3. Agree to rules ahead of time. If something comes up, it’s much easier if you have been clear with your child about rules and consequences.
i. No drugs or alcohol
ii. No smoking
iii. No leaving the party and then returning
iv. No “gate crashers” allowed. “Guest list only”
v. Lights will be left on
vi. Some rooms in the house are off limits
vii. Parents will be supervising
viii. Guests who don’t abide by the rules will be sent home
4. Know your responsibilities. The responsible adult at a party is visible and aware. Know what is legal and illegal. You are legally responsible for anything that may happen to a minor who has been served drugs or alcohol in your home. Remember: new laws have been passed holding parents more legally responsible than ever.
5. Invite another parent or couple over.

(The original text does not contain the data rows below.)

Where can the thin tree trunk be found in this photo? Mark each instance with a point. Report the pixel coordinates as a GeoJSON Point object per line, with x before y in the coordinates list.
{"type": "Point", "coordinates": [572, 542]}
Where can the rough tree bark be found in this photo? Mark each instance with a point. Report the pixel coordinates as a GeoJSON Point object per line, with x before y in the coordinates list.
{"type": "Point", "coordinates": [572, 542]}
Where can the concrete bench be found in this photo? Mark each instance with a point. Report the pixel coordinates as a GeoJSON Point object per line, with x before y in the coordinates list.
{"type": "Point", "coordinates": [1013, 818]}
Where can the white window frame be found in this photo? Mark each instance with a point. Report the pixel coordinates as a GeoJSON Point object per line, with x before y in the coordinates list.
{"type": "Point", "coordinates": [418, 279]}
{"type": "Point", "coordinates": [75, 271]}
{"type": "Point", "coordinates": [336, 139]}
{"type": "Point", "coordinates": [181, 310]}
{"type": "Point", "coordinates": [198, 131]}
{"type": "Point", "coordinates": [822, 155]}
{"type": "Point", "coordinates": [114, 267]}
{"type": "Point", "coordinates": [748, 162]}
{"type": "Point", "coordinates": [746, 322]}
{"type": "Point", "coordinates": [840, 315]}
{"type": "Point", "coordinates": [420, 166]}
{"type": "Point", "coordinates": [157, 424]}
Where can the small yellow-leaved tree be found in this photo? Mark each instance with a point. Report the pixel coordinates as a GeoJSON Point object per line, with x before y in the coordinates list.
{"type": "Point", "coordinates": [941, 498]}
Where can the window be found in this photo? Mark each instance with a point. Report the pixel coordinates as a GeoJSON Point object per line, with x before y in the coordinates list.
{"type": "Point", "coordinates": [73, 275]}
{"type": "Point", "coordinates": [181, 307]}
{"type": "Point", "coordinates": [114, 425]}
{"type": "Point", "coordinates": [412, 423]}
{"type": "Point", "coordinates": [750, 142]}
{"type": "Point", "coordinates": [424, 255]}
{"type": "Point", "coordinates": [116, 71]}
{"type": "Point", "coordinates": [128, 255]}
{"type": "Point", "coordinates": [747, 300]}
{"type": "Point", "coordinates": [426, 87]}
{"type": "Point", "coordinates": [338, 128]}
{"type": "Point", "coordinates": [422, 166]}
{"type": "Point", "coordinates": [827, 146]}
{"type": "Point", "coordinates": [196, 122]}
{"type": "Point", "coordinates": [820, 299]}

Other adults are company for you during a long evening and if trouble arises, they may be able to help you problem solve.
When your teen is going to a party, it is a good idea to:
1. Call the house. Before giving consent that your child be allowed to attend a party, make sure there are basic rules such as supervision and clear time limits. If your teenager complains that you don’t trust him or her, explain that the issue is not one of trust, but rather an issue of parents agreeing to certain ground rules.
2. Check the party plans beforehand with your adolescent. Know where your child is going and with whom. When taking your child to a party, introduce yourself to the host parents. If the party is at a rec-center or community center, be sure that there is adequate supervision and security and that your child is the appropriate age to attend the party.
3. Make it easy for your teenager to leave a party. You might have an understanding that there will be no punishment or restriction for a call letting you know that things at a party are getting out of hand and they need your help. Be available to pick your child up and make sure that they do not take a ride with someone who has been drinking. Sometimes it is even helpful to come up with a word or phrase that your child can use to let you know that they would like to get out of an uncomfortable situation without embarrassment.
4. Be up to greet your child when he or she comes home from a party to check for drug or alcohol use, or just to talk and debrief.